中村梅玉(75)が14日、都内で、国立劇場10月歌舞伎公演(同2~26日)の「通し狂言 伊勢音頭恋寝刃」の取材会を行った。妖刀をめぐる悲劇やお家騒動を描いた物語。

29年前の梅玉襲名披露興行を皮切りに、主人公の福岡貢を演じるのは今回で5回目。梅玉は「思い入れ、思い出のある芝居です。一生の財産にしたい役です」と話した。

アニメやミュージカルなど、刀剣を題材にした作品も人気とあって、梅玉は「歌舞伎を見たことはないけど、刀剣に興味があるという人にも見てほしい」とPRした。

物語のクライマックスの場面「油屋」「奥庭」の上演は単独で上演されることが多いが、通し上演は、物語の発端や展開がよく分かるようになっている。

中村時蔵、中村又五郎は、後輩たちが通しを経験することの大切さを語った。時蔵は「普段やらないところを見たり、やったりすることで、深みを学んでもらいたい」、又五郎も「通し狂言を古い映像で見るのは簡単だが、生の舞台に参加して感じることが必要」と話した。

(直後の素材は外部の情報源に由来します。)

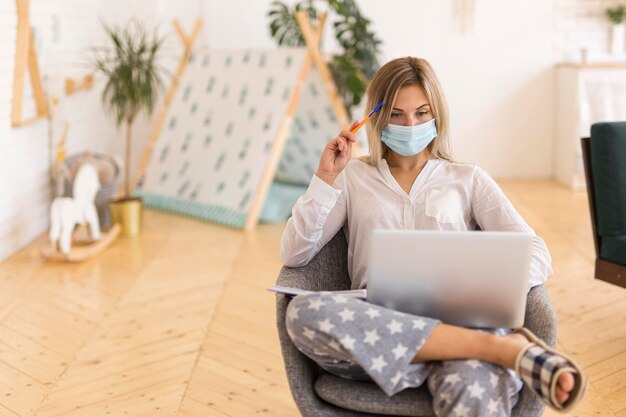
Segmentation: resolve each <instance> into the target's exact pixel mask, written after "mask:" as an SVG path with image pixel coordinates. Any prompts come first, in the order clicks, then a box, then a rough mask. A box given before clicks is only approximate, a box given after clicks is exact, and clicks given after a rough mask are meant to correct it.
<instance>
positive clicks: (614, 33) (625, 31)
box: [606, 4, 626, 54]
mask: <svg viewBox="0 0 626 417" xmlns="http://www.w3.org/2000/svg"><path fill="white" fill-rule="evenodd" d="M606 16H607V17H608V18H609V21H610V22H611V41H610V42H611V47H610V50H611V53H612V54H622V53H624V38H625V37H626V33H625V32H626V31H625V26H624V17H625V16H626V7H625V6H624V5H623V4H622V5H619V6H617V7H615V8H612V9H607V10H606Z"/></svg>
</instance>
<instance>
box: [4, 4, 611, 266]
mask: <svg viewBox="0 0 626 417" xmlns="http://www.w3.org/2000/svg"><path fill="white" fill-rule="evenodd" d="M474 3H475V4H476V10H475V14H474V24H473V29H471V30H470V31H469V32H468V33H465V34H461V33H459V32H458V31H457V30H455V26H454V22H455V21H454V11H453V5H454V4H455V1H437V2H433V1H427V0H392V1H386V2H382V1H380V0H359V5H360V7H361V9H362V11H363V13H364V14H365V15H366V16H367V17H369V18H370V19H371V20H372V21H373V25H374V29H375V31H376V33H377V34H378V36H379V37H380V38H381V39H382V41H383V47H382V51H383V56H382V61H383V62H384V61H386V60H388V59H391V58H395V57H398V56H403V55H417V56H422V57H424V58H427V59H428V60H429V61H430V62H431V63H432V64H433V66H434V68H435V70H436V71H437V73H438V75H439V77H440V79H441V82H442V84H443V87H444V91H445V92H446V95H447V98H448V101H449V104H450V109H451V115H452V129H453V146H454V149H455V152H456V155H457V158H458V159H460V160H464V161H472V162H477V163H479V164H481V165H482V166H483V167H484V168H485V169H487V171H488V172H490V173H491V174H492V175H493V176H495V177H500V178H505V177H508V178H511V177H524V178H528V177H531V178H532V177H550V176H551V175H552V173H553V167H552V163H551V161H552V160H553V143H554V126H555V124H554V116H555V113H554V96H555V92H554V88H555V86H554V79H553V76H552V73H553V67H554V64H555V63H556V62H558V61H560V60H562V59H563V58H571V57H572V56H577V54H579V51H580V48H581V47H584V48H586V49H588V50H589V51H591V52H595V51H606V44H607V37H606V34H607V33H608V26H607V23H606V20H605V18H604V10H605V9H606V8H607V7H613V6H614V5H616V4H619V3H620V0H550V1H546V0H527V1H519V0H480V1H475V2H474ZM270 4H271V0H254V1H250V0H229V1H227V2H224V1H218V0H176V1H174V0H133V1H128V0H89V1H85V0H55V1H50V0H32V1H31V15H32V23H33V25H34V27H35V31H36V33H37V35H36V41H37V49H38V53H39V60H40V67H41V71H42V74H44V76H45V78H46V79H45V83H46V85H45V87H46V89H47V90H49V91H51V92H52V93H53V94H56V95H59V96H60V97H61V99H62V101H61V105H60V106H59V108H58V111H57V121H56V123H55V124H54V128H55V130H56V132H57V136H56V137H55V140H58V133H59V130H60V127H61V126H62V122H63V121H64V120H68V121H69V122H70V124H71V127H70V131H69V137H68V143H67V147H68V151H69V153H74V152H79V151H82V150H85V149H89V150H94V151H103V152H108V153H113V154H117V155H119V156H121V155H122V149H123V131H118V130H116V129H115V128H114V127H113V122H112V120H111V119H110V118H109V117H107V116H106V115H104V114H103V111H102V107H101V104H100V101H99V100H100V99H99V94H100V91H101V87H102V82H101V80H98V83H97V85H96V88H94V89H93V90H92V91H90V92H87V93H79V94H77V95H74V96H71V97H65V96H64V95H63V94H62V86H63V80H64V78H65V77H68V76H74V77H78V76H82V75H84V74H85V73H86V72H87V69H86V68H84V67H83V64H84V59H83V56H84V50H85V48H86V47H87V46H92V45H96V44H101V43H102V42H103V41H104V40H103V37H102V33H101V31H100V30H99V23H98V21H99V19H101V18H102V19H104V20H106V21H107V22H111V23H114V22H125V21H126V20H127V19H128V18H130V17H133V16H134V17H137V18H139V19H140V20H143V21H145V22H147V23H149V24H158V25H160V28H161V30H162V33H168V34H169V37H168V42H167V44H166V49H165V52H166V54H165V56H164V58H165V60H164V64H165V66H166V67H167V68H168V69H169V70H170V71H173V69H174V67H175V65H176V63H177V61H178V57H179V55H180V51H181V50H180V45H179V44H178V40H177V37H176V36H175V35H174V34H173V33H172V29H171V19H172V18H174V17H179V18H180V19H181V20H182V22H183V26H185V27H186V28H190V27H191V25H192V23H193V21H194V20H195V19H196V18H197V17H201V18H202V17H204V21H205V29H204V32H203V34H202V38H203V41H205V42H209V43H210V45H211V46H213V47H229V48H259V47H266V48H271V47H274V46H275V43H274V41H273V40H272V39H270V37H269V32H268V29H267V16H266V15H267V11H268V9H269V7H270ZM16 24H17V17H16V13H15V2H14V1H11V0H7V1H2V2H0V191H1V192H0V259H2V258H4V257H6V256H7V255H8V254H10V253H12V252H13V251H14V250H16V249H17V248H19V247H21V246H22V245H24V244H25V243H27V242H29V241H30V240H32V239H33V238H34V237H36V236H38V235H39V234H41V233H42V232H44V231H45V230H46V229H47V227H48V215H47V211H48V206H49V203H50V186H49V180H48V171H49V161H50V156H51V155H50V150H49V149H50V147H49V144H48V137H47V131H48V126H47V123H46V122H45V121H41V122H38V123H37V124H34V125H31V126H27V127H23V128H18V129H13V128H11V125H10V114H11V99H12V85H13V66H14V57H15V37H16ZM325 43H326V45H325V50H326V51H332V50H333V49H334V48H335V47H336V45H335V43H334V39H333V34H332V29H331V28H330V27H327V30H326V35H325ZM29 94H30V93H29ZM25 101H26V105H25V110H24V112H25V114H26V115H28V114H30V113H32V111H33V104H32V103H33V102H32V97H30V96H28V95H27V97H26V100H25ZM151 126H152V121H151V120H150V119H148V118H144V119H140V120H139V121H138V122H137V124H136V126H135V129H134V139H135V140H134V144H133V145H134V146H133V152H134V156H133V165H136V161H137V159H138V158H139V156H140V152H141V150H142V149H143V145H144V144H145V140H146V138H147V136H148V132H149V130H150V128H151Z"/></svg>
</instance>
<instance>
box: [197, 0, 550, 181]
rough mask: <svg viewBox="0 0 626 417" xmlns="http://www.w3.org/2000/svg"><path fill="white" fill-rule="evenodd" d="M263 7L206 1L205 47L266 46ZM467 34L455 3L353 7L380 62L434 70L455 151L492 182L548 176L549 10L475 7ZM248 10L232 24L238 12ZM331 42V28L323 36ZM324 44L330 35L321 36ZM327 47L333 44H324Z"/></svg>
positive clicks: (536, 0)
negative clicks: (367, 34) (372, 34)
mask: <svg viewBox="0 0 626 417" xmlns="http://www.w3.org/2000/svg"><path fill="white" fill-rule="evenodd" d="M270 3H271V1H270V0H262V1H259V0H257V1H254V2H248V1H245V0H231V1H229V2H228V3H227V4H226V3H223V2H218V1H215V0H213V1H210V5H211V7H210V8H209V13H208V14H209V18H210V24H209V30H210V33H209V38H210V40H211V43H212V45H213V46H224V47H271V46H273V45H274V42H273V41H272V40H271V39H270V38H269V35H268V30H267V19H259V18H258V17H255V16H260V15H265V14H266V12H267V10H268V8H269V5H270ZM475 3H476V10H475V17H474V25H473V30H471V31H469V33H466V34H461V33H459V32H458V31H456V30H454V10H453V2H450V1H445V2H439V1H438V2H433V1H428V0H394V1H389V2H382V1H378V0H360V1H359V5H360V7H361V11H362V12H363V14H364V15H366V16H367V17H368V18H370V19H371V20H372V22H373V28H374V30H375V31H376V33H377V34H378V36H379V37H380V38H381V40H382V41H383V48H382V51H383V56H382V62H385V61H387V60H389V59H392V58H396V57H400V56H405V55H416V56H420V57H423V58H426V59H427V60H428V61H429V62H430V63H431V64H432V65H433V67H434V68H435V71H436V72H437V74H438V76H439V78H440V81H441V83H442V84H443V88H444V91H445V93H446V95H447V98H448V102H449V105H450V110H451V120H452V133H453V149H454V150H455V153H456V156H457V158H458V159H459V160H462V161H471V162H476V163H479V164H480V165H482V166H483V167H484V168H485V169H486V170H487V171H488V172H490V173H491V174H492V175H494V176H497V177H526V178H527V177H531V178H532V177H549V176H551V174H552V164H551V161H552V137H553V130H554V128H553V122H552V112H553V102H554V99H553V97H554V91H553V79H552V67H553V64H554V61H555V58H554V48H553V38H554V10H553V7H554V6H553V2H552V1H545V0H529V1H524V2H520V1H518V0H481V1H477V2H475ZM243 8H245V9H247V12H246V14H245V15H244V16H241V17H238V16H239V15H238V12H237V11H238V10H241V9H243ZM327 29H328V30H327V35H329V36H330V37H331V38H332V36H331V35H332V28H330V26H329V27H328V28H327ZM327 39H328V36H327ZM330 48H331V49H332V48H333V46H332V44H331V45H330Z"/></svg>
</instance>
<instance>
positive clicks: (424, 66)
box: [359, 56, 454, 168]
mask: <svg viewBox="0 0 626 417" xmlns="http://www.w3.org/2000/svg"><path fill="white" fill-rule="evenodd" d="M409 85H418V86H420V87H421V88H422V89H423V90H424V93H425V94H426V98H427V99H428V104H430V109H431V111H432V113H433V116H434V117H435V125H436V126H437V137H436V138H435V139H434V140H433V141H432V142H431V143H430V144H429V145H428V149H429V150H430V153H431V155H432V157H433V158H435V159H445V160H447V161H450V162H454V156H453V154H452V149H451V147H450V122H449V117H448V105H447V103H446V99H445V97H444V95H443V90H442V89H441V85H440V84H439V80H438V79H437V76H436V75H435V72H434V71H433V69H432V67H431V66H430V64H429V63H428V62H427V61H426V60H424V59H421V58H415V57H410V56H409V57H404V58H398V59H394V60H393V61H390V62H388V63H386V64H385V65H383V66H382V68H380V69H379V70H378V71H377V72H376V74H374V77H373V78H372V81H371V82H370V84H369V86H368V87H367V92H366V94H367V109H368V111H371V109H373V108H375V107H376V106H377V105H378V103H380V102H381V101H384V102H385V104H384V105H383V108H382V109H381V110H380V111H379V112H378V113H376V114H375V115H374V116H372V119H371V120H370V122H369V123H368V124H367V126H366V128H367V138H368V139H367V141H368V145H369V151H370V153H369V155H366V156H363V157H361V158H359V159H361V160H362V161H364V162H367V163H368V164H370V165H373V166H375V167H377V168H378V167H379V166H380V163H381V161H382V159H383V158H385V157H386V156H387V153H388V152H389V147H388V146H387V145H385V144H384V143H383V142H382V141H381V140H380V134H381V132H382V130H383V129H384V127H385V126H387V124H388V123H389V119H390V118H391V110H392V108H393V103H395V101H396V98H397V96H398V92H399V91H400V89H401V88H403V87H406V86H409Z"/></svg>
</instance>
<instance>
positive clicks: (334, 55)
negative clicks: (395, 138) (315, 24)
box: [268, 0, 381, 112]
mask: <svg viewBox="0 0 626 417" xmlns="http://www.w3.org/2000/svg"><path fill="white" fill-rule="evenodd" d="M301 10H303V11H305V12H306V13H307V15H308V16H309V18H310V19H312V20H316V19H317V18H318V16H319V14H320V12H321V11H323V10H327V11H330V12H332V13H331V14H330V16H331V17H332V18H333V24H332V25H333V29H334V32H335V37H336V39H337V42H338V43H339V45H340V46H341V48H342V50H341V52H339V53H338V54H335V55H334V56H333V57H332V59H331V60H330V63H329V66H330V69H331V72H332V74H333V78H334V80H335V84H336V85H337V89H338V90H339V93H340V94H341V96H342V97H343V102H344V104H345V105H346V107H347V109H348V111H349V112H350V111H351V110H352V109H353V108H354V107H355V106H356V105H358V104H359V103H360V102H361V99H362V98H363V94H364V93H365V89H366V87H367V83H368V81H369V79H370V78H371V77H372V76H373V75H374V73H375V72H376V70H378V68H379V66H380V64H379V62H378V54H379V52H380V45H381V41H380V40H379V39H378V38H377V37H376V35H375V33H374V32H373V31H372V30H371V22H370V20H369V19H367V18H366V17H365V16H363V15H362V14H361V12H360V10H359V8H358V6H357V4H356V2H355V1H354V0H317V1H316V0H301V1H299V2H297V3H296V4H295V5H293V6H292V7H290V6H288V5H287V4H285V3H283V2H281V1H274V2H273V3H272V5H271V7H270V10H269V12H268V17H269V23H270V24H269V29H270V34H271V36H272V38H274V39H275V40H276V42H277V43H278V45H282V46H303V45H304V44H305V43H304V38H303V36H302V32H301V31H300V27H299V26H298V23H297V21H296V12H298V11H301Z"/></svg>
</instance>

感染対策で、大向こうの掛け声がない状態が長く続いている。

梅玉は「歌舞伎は微妙な間(ま)がポイント。大向こうが声を掛け拍手が起きる一瞬の間がない。今は芝居がスピーディーで、微妙な間をこしらえることができない。本物の歌舞伎の間を後輩たちが守っていけるよう、状況が戻ったら、意見を言っていきたい」と話した。